De oplettende lezer begrijpt: ik ben in Spanje. Om precies te zijn in Valencia, de havenstad beroemd om haar paella en sinaasappels. En ik heb het er prima naar mijn zin. Valencia is een levendige stad met een prima klimaat, mooie parken en stranden, leuke buurten en maar liefst twee pareltjes van art nouveau marktgebouwen met een enorm aanbod aan groenten, zuivel, conserven, vlees en vis. In het allerschattigste blauwe keukentje van mijn gehuurde appartement op een zolderetage aan het plaza de Mosén Sorell in de Barrio del Carmen verwerk ik alle zorgvuldig ingekochte ingredienten tot feestelijke maaltijden, overgoten met cava en rioja.

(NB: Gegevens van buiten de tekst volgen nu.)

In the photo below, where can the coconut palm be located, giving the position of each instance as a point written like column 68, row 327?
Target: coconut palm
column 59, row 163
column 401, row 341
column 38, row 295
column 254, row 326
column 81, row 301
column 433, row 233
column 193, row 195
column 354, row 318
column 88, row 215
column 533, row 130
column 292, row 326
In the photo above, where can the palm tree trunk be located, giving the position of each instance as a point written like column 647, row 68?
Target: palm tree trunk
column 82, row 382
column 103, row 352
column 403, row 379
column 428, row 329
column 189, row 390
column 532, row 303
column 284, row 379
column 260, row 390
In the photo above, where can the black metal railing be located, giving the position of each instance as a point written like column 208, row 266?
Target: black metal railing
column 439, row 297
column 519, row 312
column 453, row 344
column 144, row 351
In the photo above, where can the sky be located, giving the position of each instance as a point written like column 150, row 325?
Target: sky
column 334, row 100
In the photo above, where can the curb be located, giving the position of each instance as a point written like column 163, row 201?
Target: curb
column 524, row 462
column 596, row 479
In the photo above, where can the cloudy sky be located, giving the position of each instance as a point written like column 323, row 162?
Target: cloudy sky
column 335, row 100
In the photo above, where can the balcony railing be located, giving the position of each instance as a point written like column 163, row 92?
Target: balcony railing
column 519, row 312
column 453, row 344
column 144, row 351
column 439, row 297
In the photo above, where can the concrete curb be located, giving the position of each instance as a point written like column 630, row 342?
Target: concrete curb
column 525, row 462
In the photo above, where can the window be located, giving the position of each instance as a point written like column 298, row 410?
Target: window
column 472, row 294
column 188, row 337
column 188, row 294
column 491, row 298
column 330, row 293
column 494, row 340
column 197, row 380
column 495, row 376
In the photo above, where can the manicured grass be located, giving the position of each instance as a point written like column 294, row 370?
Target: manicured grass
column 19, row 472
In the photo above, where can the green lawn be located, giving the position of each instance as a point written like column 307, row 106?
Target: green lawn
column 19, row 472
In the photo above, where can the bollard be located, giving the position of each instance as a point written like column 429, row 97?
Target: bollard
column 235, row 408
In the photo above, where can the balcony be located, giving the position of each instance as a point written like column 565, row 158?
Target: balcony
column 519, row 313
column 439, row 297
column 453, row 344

Maar uit eten? God nee. Met de beste wil van de wereld lukt het mij als vegetariër niet om in Spanje een bevredigend maal te vinden. En juist daarom grinnik ik heimelijk om al mijn Nederlandse voorgangers die de Spaanse keuken – weliswaar om andere redenen – een poel van verderf vonden en die mening duidelijk ventileerden in kranten en tijdschriften.

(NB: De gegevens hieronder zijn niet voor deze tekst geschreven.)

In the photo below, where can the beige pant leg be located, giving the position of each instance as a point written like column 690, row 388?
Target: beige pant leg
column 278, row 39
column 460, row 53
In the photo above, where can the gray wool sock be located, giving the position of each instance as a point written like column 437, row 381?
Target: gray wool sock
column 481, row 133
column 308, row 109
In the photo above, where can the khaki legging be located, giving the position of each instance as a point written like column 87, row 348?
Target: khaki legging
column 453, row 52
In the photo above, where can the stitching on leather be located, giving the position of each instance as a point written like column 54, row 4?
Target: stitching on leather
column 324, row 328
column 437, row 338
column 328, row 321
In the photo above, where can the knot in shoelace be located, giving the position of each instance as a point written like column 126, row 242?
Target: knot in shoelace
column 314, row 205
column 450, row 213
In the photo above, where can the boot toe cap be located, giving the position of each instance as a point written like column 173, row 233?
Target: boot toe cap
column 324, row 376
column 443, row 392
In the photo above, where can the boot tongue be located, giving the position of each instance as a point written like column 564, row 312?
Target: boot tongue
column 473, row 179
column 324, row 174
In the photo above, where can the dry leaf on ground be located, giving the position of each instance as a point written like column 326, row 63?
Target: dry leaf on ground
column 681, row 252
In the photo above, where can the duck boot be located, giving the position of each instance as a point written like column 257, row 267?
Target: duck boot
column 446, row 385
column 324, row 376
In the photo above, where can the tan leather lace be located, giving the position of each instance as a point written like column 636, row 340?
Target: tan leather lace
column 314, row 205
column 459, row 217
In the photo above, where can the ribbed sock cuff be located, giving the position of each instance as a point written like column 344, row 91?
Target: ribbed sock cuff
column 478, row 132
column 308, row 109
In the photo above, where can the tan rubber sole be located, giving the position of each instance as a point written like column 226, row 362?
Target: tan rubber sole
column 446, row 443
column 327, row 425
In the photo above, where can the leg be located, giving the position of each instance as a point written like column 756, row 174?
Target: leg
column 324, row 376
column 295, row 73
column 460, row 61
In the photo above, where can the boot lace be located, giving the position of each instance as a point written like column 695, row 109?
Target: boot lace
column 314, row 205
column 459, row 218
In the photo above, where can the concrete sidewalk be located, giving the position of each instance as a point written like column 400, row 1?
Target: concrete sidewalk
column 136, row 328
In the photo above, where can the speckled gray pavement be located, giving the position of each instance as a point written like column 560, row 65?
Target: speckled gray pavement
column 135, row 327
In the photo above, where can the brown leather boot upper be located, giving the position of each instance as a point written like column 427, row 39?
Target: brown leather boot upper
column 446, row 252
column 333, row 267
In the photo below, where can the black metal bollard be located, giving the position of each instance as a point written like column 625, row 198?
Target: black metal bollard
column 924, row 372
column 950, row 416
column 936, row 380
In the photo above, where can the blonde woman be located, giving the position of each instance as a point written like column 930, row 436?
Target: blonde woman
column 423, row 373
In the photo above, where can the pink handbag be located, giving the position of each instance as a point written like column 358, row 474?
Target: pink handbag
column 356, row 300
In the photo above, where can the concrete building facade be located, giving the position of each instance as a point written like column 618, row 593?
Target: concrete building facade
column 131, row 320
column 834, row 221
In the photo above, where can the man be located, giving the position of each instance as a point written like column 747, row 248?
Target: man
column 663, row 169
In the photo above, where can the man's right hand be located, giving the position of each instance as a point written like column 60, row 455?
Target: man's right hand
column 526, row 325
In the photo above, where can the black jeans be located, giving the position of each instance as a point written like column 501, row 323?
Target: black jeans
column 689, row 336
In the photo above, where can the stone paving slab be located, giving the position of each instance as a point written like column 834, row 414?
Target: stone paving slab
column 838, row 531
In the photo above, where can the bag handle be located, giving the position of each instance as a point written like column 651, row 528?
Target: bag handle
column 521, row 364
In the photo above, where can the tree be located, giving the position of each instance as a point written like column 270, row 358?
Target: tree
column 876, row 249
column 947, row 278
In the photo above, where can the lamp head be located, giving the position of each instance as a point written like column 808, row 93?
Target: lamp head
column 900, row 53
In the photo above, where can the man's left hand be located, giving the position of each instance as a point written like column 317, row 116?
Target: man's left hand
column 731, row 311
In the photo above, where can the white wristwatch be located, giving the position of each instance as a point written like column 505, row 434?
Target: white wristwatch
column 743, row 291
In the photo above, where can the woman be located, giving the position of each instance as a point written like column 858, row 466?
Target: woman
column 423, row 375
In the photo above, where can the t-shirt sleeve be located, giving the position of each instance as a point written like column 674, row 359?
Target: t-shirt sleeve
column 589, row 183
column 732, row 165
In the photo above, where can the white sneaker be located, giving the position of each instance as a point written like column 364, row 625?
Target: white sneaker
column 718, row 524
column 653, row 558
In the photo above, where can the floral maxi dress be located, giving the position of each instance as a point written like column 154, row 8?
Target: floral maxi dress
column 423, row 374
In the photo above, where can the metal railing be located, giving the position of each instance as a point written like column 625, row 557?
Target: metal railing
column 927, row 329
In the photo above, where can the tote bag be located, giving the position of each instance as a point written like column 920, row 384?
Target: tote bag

De Nederlandse afkerigheid van de Spaanse pot begon al bij de bereiding daarvan. De Spaanse kokkin en haar keuken voldeden overduidelijk niet aan de burgerlijke hygiëne-eisen van de late negentiende eeuw. Anno 1909 berichtte de correspondent van de NRC vanuit Barcelona als volgt: ‘Het eenige, wat de prinses der Spaansche keuken met die der Hollandsche gemeen heeft, is dat ze beiden er gewoonlijk dik en welgedaan uitzien. Voor de rest is alles tegenstelling! Vooral wat de zindelijkheid betreft. Is de Hollandsche meestal helder in kleeren, handen en aangezicht, de Spaansche is door de bank kleverig-vuil. Zoo ook met het rijk, waarin zij heerschen. Een Spaansche keuken munt gewoonlijk uit door een bijzondere vuilheid en ondraeglijken olijfoliestank.’

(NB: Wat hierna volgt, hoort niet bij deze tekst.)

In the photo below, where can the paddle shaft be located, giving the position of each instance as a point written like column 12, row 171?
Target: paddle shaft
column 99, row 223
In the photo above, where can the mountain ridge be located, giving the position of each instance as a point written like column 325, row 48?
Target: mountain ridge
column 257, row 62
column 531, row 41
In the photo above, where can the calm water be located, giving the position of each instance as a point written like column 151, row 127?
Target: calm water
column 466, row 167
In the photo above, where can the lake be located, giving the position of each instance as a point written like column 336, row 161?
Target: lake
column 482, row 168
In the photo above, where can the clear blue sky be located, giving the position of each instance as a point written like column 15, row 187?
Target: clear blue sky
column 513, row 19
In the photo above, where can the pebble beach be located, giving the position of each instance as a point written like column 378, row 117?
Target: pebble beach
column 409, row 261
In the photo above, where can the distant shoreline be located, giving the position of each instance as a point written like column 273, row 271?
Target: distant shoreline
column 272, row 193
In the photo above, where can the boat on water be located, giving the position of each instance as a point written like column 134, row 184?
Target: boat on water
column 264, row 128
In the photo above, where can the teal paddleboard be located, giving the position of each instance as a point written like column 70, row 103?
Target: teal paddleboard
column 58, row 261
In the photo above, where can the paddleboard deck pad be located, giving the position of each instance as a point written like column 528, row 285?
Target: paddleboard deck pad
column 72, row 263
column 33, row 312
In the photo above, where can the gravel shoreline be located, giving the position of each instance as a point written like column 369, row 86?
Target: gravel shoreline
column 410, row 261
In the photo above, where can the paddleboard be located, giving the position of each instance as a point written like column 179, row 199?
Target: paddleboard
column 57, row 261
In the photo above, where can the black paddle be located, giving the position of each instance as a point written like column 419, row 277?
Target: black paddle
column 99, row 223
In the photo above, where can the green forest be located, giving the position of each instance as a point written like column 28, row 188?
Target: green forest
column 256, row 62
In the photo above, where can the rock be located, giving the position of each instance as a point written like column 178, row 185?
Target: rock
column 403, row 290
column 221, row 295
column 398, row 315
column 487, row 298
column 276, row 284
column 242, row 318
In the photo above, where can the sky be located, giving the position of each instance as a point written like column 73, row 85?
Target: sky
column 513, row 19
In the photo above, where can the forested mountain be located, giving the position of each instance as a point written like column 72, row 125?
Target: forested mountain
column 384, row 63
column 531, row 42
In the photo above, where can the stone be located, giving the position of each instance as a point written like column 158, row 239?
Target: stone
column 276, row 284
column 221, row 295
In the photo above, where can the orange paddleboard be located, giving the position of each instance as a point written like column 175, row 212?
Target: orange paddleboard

In een ander stuk uit 1909 legde dezelfde correspondent (?) een link met het karakter van de Spaanse vrouw. Die was namelijk meer geobsedeerd met modieuze toiletjes dan met het bestieren van een deugdelijk huishouden: ‘De Spaanse dame mist – buiten vele kwaliteiten, die de leden der vrouwelijke sexe tot goede huisvrouwen maken – vooral de huiselijkheid zelve. Het eenige wat zij thuis doet is slapen, visites ontvangen en eten’. Hè, gelukkig, dat was ook weer opgehelderd.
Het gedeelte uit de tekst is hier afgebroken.